最終話 終焉

光を放ったデバイスがその輝きを落ち着かせる頃には、ヤマトの姿が異質へ変化し始めている。

ぐにゃぐにゃと歪んだ肉体は膨張したり収縮したりしながら、人とは全く別物の存在へ変わっていった。


複数の目がルナを見つめ、そして獲物を捉えてように細められる。

体から複数の棘のようなものが突き出て、肉を裂いていた。

翼や角、尾が生えたそれは、もうヤマトではない。



ヤマトだった何かが、ルナの目の前に立っていた。



『コレが──人を超えるということ。本来のデバイスの力……素晴らしい、素晴らしいなァッ! アハハハッ!!』


化け物は笑っている。

その姿に、ルナは銃を掴む手が震えていた。


「ぅ゙あ……え、んど……エンド……! 起きて……!」


ヴィーナスはシュウへ呼びかけている。もどかしそうに拘束された腕を動かしながら、伏せられたその瞳からは今にも涙が零れそうだった。それを見て──ルナは銃を構え直す。
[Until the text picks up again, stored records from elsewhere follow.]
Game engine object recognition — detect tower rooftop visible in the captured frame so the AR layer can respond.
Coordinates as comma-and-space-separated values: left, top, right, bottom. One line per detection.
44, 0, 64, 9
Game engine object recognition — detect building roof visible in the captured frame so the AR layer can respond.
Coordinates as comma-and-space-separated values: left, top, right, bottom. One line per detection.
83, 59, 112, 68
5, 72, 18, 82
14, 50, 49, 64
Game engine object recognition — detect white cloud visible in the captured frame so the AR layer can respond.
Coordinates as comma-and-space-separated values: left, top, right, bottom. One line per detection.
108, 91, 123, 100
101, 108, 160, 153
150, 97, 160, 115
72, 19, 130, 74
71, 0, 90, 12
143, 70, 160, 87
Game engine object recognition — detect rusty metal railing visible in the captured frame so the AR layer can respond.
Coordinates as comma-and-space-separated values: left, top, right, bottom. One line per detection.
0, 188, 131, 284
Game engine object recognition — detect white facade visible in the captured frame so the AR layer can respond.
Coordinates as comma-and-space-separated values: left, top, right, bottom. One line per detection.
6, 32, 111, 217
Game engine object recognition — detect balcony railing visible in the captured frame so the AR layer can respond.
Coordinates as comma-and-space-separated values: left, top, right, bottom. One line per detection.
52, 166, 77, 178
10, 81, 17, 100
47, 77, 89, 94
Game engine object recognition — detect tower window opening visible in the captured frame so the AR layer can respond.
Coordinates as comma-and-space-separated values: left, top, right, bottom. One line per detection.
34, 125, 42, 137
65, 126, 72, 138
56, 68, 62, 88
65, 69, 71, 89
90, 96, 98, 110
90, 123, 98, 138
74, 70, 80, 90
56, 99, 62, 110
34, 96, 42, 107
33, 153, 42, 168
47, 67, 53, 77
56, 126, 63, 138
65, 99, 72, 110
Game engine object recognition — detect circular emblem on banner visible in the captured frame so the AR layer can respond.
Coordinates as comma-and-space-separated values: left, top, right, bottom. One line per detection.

ユウゴに切り落とされたはずの手は、能力が覚醒して再生ていた。シュウにトドメを刺すように振られた剣を、ユウゴは必死になって受け止めた。先程までとは違う、領域が別物の世界。ユウゴは衝撃を受け止められず、そのまま吹き飛ばされると壁に叩きつけられた。血を吐いたユウゴは、床に転げ落ちる。


「ユウゴ……!」


ヤマトは標的を、シュウからユウゴへ変更した。追撃して剣がユウゴの体を二つに裂こうとするが、薄れかける意識の中、横に大きく飛び退きそれを避けた。ルナはヤマトの背へ何発も弾丸を打ち込んだが、相手は被弾しても止まる様子がなかった。傷に構っていないのは痛くないから、避ける余裕が無いからでは無い。傷が瞬時に塞がっている、ルナはそう感じた。


「(こんなの……勝てるの?)」


絶無を遥かに凌ぐパワー、スピード、治癒能力。ルナは脳を破壊しようと弾丸を頭部に放つが、それは剣で塞がれてしまう。しかし、頭部は被弾する事を良しとしなかった。頭は相手にとって撃たれることを避けたい所、それが分かってルナは頭を集中する。


ユウゴは未だ避けてばかりの劣勢で、命の危機だと脳内では警報が鳴り響いている。ヤマトが斬りあげると、絶無と同様に斬撃が飛んでくる。それを横に飛び退くと、その着地地点を狙って次の斬撃が飛んできた。死ぬ──そう思ったが、どうにかそれを剣で受け止めた。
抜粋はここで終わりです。